Whereas the popularity of and support for ND and Kyriakos Mitsotakis have dropped constantly and significantly, a clear alternative electoral choice is yet to emerge. SYRIZA is electorally stable and slowly rising, but has not fully profited from the ND losses, at least so far. Its governing past and catch-all strategy, alongside the fact that competition on the left of the political spectrum is harder as more left-wing choices are on offer to voters, seem to make it difficult for SYRIZA to build a stable electoral base.

Moreover, the Greek party system has not fully recovered from the 2012 electoral earthquake, as the process of voter realignment seems to be ongoing. Party identification levels are rather low, which especially for SYRIZA voters can be also explained by the fact that its electorate is anyway rather “young” since it was formed after 2012, and almost one out of four voters will decide who to vote for during the last month of the campaign.

These facts make it clear that the outcome of the upcoming elections is wide open. The race will definitely be a close one, but the winner — and more specifically, who will be able to form a government after the first or even a second possible election — remains unclear.

Social and political discontent is high, but for the moment subdued and without a clear representation. Whether, how, against whom, and by whom this discontent will be electorally expressed is the big question of the upcoming elections. Odds are that voters will ultimately choose to participate in this electoral process in order to express their discontent against the government. Most probably, SYRIZA will be favoured in this choice as the most viable government alternative, thus having a real chance of winning, but the far right and ranks of non-voters may also see significant gains.
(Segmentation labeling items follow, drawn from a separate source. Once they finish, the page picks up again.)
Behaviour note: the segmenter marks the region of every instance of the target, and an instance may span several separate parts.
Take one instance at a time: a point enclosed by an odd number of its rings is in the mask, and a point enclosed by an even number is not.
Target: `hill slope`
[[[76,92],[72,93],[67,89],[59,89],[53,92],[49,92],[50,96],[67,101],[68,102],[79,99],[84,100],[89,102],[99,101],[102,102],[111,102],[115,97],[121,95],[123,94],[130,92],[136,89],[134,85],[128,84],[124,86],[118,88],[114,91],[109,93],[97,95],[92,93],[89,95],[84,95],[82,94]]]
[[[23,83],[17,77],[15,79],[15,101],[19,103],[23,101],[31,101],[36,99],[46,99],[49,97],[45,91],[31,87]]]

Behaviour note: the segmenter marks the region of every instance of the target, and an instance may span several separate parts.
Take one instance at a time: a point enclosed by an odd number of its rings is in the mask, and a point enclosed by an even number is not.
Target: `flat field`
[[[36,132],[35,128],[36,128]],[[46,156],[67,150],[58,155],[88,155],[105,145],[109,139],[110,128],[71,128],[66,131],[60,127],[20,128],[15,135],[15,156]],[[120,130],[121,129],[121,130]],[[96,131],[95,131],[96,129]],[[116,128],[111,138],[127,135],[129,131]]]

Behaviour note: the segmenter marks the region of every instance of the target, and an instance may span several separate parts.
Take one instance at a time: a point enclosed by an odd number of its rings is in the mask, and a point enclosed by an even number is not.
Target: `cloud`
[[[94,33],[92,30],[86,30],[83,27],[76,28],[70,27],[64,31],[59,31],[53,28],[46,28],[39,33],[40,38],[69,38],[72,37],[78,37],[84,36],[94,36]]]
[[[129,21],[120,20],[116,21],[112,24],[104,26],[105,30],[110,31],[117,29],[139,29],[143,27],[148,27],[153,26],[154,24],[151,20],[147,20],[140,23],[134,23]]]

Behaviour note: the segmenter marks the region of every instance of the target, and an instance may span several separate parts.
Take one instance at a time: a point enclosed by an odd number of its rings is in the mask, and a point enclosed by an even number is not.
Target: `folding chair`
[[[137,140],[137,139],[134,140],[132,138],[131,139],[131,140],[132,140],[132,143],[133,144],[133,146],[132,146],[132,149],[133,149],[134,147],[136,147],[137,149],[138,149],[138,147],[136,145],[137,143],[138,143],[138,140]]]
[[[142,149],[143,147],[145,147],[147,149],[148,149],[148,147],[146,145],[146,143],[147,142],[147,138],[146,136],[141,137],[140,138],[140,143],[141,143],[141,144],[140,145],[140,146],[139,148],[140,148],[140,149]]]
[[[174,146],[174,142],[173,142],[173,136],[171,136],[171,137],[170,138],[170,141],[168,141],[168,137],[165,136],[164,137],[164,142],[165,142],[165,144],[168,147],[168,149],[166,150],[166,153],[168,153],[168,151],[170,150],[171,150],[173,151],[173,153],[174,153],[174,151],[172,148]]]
The participation or abstention of the youth, the protagonists of the recent social protest who usually vote more for the Left, will also be a determining factor.

Greece and Europe at a Crossroads

The important thing to highlight for now is that the outcome of this electoral process is crucial not only for Greece but for Europe as well.

Greek society favours political change and is demanding justice on all levels of economic, social, and political life. At the same time, the continuation of Greece’s slide towards deeper authoritarianism should the current government’s mandate be renewed is something that cannot be disregarded by European societies, and more specifically by the European Left and progressive forces — at least not in a period when Europe is taking an increasingly right-wing turn in one country after the other. The recent visit of Alexis Tsipras to Berlin and his meetings with the German Chancellor Olaf Scholz and the German Left suggest that many progressive political forces are aware of that.

The Greek Left’s fight is a fight for Greece and a fight for Europe.